Pour fructifier cet accord de libre-échange, Attijariwafa bank est à la recherche de nouvelles opportunités en tirant profit du mémorandum d’entente signé avec l’US Ex-Im Bank. Cette dernière est une agence gouvernementale chargée de créer des emplois en développant les exportations de biens et de services américains.

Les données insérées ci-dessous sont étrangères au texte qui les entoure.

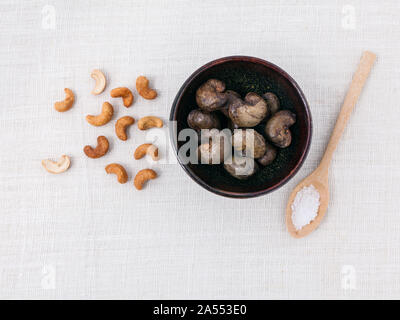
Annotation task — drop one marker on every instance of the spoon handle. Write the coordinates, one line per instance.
(356, 86)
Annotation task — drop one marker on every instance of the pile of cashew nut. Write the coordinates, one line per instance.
(241, 116)
(121, 127)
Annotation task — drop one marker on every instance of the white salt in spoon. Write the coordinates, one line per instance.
(319, 178)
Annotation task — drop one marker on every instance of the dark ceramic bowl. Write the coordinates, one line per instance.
(244, 74)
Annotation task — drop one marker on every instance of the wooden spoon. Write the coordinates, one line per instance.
(319, 178)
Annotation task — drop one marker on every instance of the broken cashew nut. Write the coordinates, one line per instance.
(121, 125)
(104, 117)
(149, 122)
(142, 86)
(57, 166)
(146, 148)
(125, 93)
(119, 171)
(142, 176)
(66, 104)
(100, 150)
(100, 79)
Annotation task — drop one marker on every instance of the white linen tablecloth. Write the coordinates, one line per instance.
(82, 235)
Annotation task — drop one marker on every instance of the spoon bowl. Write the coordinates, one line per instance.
(319, 179)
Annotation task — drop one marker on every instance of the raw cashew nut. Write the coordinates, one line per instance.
(142, 176)
(146, 148)
(125, 93)
(118, 170)
(121, 125)
(57, 166)
(142, 86)
(104, 117)
(100, 150)
(100, 79)
(149, 122)
(66, 104)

«Concrètement, il s’agit de la mise en place de forums régionaux et du lancement d’actions de promotion ciblées pour des secteurs comme l’agrobusiness dans le cadre du Plan Maroc Vert, les NTI, le paramédical, l’infrastructure, l’aéronautique et l’équipement automobile», affirme Mohamed El Kettani, président-directeur général d’Attijariwafa bank.  L’US Ex-Im Bank est prêt à financer ces exportations et offre plusieurs formules pour les opérateurs. «Nous finançons tous les produits sauf l’équipement militaire. D’ailleurs, c’est une excellente période d’exporter profitant ainsi de la différence entre l’euro et le dollar !», souligne John Richter, directeur régional Afrique de l’US Ex-Im Bank. En effet, l’US Ex-Im Bank est chargée de quatre programmes. Il s’agit de la garantie de fonds de roulement au profit des petites et moyennes entreprises, de l’assurance-crédit à l’export afin de protéger les assurés contre les risques commerciaux et politiques susceptibles d’interrompre le remboursement, les garanties de prêts commerciaux accordés à des acheteurs étrangers et enfin l’accord de prêts directs pouvant atteindre 85 % de la valeur du contrat.  
Les Etats-Unis est le quatrième fournisseur, investisseur et pourvoyeur des recettes MRE pour le Maroc, tandis que le Royaume est le dixième client de l’oncle Sam.